Time-varying the volume of debris flow and debris front positions

Fig. 3.4
Two graphs, a and b of comparison of debris. A has the study and 3d D M M lines beginning at 10 meters of debris front at 0 seconds, and both end at 550 at 45. The lines are almost parallel to each other. Measured points are 300 at 20, and 525 at 40. B has the study line at a front velocity peak of 16 at 100 seconds, 3d D M M at 17 at 130, and L S, D Y N A at 17.5 at 150.

Comparison of debris front positions and velocities with previous study

As a result of this watershed-scale historical debris flows case, it has been confirmed that the proposed method in this study can predict reasonably the mobility of debris flows (including the velocity and the front position) and the volume changes of debris reasonably in the actual land-scale debris flow prediction.

4 Conclusions

This work developed a simplified debris flow model with Hershel-Buckley rheology for tracking density evolution.

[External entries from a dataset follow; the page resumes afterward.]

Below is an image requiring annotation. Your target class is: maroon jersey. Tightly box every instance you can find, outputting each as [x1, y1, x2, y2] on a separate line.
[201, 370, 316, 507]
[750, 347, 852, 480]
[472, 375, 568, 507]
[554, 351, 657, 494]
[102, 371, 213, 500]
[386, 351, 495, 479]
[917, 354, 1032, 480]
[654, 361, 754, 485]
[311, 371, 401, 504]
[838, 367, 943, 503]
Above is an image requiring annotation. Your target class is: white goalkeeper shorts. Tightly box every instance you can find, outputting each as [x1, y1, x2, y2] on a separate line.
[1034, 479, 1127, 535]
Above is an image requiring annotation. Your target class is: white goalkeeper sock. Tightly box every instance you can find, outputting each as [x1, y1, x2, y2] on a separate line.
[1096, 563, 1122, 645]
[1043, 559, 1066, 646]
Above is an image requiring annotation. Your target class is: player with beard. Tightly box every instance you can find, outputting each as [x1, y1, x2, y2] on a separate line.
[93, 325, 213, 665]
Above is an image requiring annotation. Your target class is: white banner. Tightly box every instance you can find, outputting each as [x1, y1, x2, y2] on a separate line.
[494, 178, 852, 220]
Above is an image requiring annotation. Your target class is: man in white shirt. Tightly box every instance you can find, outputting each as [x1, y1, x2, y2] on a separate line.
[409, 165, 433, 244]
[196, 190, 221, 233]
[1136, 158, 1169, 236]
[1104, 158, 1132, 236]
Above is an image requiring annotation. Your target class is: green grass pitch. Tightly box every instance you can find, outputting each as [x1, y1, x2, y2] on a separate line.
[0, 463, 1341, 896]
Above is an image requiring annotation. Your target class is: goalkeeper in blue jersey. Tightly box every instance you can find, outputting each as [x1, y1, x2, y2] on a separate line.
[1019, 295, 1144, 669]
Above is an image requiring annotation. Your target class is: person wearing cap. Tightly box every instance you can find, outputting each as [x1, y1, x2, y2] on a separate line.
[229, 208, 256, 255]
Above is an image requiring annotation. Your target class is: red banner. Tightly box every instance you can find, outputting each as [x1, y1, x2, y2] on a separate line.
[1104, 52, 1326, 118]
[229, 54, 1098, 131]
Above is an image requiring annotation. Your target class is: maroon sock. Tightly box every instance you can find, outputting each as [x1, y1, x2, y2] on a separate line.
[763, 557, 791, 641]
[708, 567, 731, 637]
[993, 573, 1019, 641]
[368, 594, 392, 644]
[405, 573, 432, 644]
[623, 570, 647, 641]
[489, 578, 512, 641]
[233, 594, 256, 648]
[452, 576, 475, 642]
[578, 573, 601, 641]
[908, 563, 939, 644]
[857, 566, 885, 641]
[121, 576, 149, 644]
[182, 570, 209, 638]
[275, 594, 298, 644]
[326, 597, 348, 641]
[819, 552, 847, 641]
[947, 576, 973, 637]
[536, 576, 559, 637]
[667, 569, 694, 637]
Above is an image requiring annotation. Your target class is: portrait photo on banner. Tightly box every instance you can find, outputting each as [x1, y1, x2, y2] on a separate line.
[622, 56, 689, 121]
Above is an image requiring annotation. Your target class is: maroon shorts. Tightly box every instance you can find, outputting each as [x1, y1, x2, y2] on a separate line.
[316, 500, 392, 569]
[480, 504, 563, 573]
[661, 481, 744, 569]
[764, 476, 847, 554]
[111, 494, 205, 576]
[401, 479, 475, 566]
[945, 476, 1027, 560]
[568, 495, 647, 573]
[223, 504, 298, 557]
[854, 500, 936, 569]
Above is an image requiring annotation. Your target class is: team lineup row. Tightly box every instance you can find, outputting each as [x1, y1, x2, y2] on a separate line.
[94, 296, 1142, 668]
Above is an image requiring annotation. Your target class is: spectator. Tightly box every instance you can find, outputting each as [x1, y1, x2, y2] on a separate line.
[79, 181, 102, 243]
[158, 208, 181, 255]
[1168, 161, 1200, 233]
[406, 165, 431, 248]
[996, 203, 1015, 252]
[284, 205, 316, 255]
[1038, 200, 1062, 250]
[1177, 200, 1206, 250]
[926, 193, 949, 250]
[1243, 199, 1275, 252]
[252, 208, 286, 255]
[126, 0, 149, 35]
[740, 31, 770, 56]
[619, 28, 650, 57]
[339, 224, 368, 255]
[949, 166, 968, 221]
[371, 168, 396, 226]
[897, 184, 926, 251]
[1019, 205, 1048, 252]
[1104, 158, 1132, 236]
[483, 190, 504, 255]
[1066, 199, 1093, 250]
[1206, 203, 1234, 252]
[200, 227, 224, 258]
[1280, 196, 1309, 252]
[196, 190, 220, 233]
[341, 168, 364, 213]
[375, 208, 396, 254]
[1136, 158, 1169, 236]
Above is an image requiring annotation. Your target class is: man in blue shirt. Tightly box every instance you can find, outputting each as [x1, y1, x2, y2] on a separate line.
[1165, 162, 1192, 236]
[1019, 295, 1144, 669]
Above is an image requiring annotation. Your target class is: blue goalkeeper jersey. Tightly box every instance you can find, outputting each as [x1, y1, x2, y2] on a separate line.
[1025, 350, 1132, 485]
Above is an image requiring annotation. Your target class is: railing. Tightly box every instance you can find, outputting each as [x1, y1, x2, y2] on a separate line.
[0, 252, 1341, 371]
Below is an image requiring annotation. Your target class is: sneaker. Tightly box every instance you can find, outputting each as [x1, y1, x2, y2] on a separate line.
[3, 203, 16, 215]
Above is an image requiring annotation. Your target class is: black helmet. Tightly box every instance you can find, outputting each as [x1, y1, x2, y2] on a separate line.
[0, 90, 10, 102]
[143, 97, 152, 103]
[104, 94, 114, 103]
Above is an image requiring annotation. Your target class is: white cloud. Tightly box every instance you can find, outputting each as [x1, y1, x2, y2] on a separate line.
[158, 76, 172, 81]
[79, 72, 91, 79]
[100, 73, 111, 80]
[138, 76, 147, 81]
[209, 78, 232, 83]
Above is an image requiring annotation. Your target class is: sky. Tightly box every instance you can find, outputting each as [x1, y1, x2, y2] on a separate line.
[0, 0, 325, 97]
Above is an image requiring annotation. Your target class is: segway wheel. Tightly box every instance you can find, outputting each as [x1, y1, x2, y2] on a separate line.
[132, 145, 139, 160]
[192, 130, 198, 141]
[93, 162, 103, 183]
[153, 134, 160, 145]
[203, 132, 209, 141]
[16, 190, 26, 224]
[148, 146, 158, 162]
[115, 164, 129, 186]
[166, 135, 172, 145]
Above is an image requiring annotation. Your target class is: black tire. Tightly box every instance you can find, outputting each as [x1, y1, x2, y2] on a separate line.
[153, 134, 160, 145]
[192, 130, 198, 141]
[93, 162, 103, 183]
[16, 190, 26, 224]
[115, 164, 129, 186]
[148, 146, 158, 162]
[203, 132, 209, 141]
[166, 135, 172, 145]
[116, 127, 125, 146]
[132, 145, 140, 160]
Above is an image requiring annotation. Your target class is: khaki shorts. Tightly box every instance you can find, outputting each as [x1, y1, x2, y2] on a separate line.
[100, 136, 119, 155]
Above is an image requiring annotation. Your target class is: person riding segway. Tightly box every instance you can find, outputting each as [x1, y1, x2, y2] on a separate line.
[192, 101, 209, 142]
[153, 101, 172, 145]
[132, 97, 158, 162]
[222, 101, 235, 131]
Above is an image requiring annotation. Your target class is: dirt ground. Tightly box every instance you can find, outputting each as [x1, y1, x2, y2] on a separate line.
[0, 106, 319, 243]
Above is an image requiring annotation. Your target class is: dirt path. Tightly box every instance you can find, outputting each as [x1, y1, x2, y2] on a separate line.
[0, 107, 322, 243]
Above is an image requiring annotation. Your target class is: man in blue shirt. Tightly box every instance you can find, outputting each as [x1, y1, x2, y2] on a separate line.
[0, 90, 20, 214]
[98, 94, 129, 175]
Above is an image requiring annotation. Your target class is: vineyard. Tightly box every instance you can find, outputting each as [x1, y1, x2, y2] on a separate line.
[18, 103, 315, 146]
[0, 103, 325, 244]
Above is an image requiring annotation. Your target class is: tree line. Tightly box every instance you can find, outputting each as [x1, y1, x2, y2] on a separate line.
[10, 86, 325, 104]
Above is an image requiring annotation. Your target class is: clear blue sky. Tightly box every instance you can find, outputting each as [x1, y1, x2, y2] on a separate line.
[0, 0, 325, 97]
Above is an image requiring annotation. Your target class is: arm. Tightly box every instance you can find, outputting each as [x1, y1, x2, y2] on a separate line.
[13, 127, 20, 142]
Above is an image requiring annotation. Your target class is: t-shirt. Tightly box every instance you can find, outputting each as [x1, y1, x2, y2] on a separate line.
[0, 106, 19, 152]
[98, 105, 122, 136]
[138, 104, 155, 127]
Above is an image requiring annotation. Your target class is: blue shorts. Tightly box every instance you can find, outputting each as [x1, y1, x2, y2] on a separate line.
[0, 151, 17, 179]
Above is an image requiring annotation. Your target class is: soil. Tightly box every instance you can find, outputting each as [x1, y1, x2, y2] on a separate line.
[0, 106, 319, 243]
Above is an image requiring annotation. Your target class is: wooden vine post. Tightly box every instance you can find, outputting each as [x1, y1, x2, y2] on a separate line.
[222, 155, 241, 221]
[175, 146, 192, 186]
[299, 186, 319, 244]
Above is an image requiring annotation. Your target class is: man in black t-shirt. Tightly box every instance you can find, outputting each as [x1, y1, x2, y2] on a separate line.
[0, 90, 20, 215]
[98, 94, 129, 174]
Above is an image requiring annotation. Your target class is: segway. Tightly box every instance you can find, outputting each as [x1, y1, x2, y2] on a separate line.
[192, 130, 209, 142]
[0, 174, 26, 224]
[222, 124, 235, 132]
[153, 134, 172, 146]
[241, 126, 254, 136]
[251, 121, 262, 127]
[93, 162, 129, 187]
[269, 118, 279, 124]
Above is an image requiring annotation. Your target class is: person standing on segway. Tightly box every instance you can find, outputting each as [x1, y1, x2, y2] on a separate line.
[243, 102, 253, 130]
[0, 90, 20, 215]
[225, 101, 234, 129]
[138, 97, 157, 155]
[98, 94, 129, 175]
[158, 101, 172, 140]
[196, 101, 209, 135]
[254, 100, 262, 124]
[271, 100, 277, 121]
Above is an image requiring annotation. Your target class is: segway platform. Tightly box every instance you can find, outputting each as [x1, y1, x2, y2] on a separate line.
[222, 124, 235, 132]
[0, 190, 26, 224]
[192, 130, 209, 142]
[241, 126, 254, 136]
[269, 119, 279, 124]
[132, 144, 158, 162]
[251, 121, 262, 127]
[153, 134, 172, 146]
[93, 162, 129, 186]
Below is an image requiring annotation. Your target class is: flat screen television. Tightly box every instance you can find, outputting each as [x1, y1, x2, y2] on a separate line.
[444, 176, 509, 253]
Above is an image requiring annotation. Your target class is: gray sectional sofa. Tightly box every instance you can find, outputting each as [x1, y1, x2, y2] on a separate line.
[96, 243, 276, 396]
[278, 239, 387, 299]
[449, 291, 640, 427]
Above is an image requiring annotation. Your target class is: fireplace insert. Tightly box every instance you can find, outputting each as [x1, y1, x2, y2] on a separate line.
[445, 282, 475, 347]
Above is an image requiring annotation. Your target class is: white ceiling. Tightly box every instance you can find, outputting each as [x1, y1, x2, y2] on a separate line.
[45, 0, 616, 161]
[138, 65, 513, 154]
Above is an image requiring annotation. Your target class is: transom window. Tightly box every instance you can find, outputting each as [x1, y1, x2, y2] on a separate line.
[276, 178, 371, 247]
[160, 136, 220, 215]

A finite volume formulation of the debris flow model was also proposed for accurate and stable numerical simulations. Both the internal and basal frictions of the debris flow were considered in the model as well as the basal topology effect. A case of debris flows simulation was performed to validate the proposed method. One of the calibration cases is a field-scale experiment reported by a previous study, and it was used to compare the results of the proposed method with the previous study on the field-scale experiment. One of the real landslides and debris flow cases was simulated to compare the results by the proposed method with observations. By using the model developed in this study, it is possible to simulate not only reverse analysis after events but also the expandable debris flow induced by the input rainfall applied in engineering practice.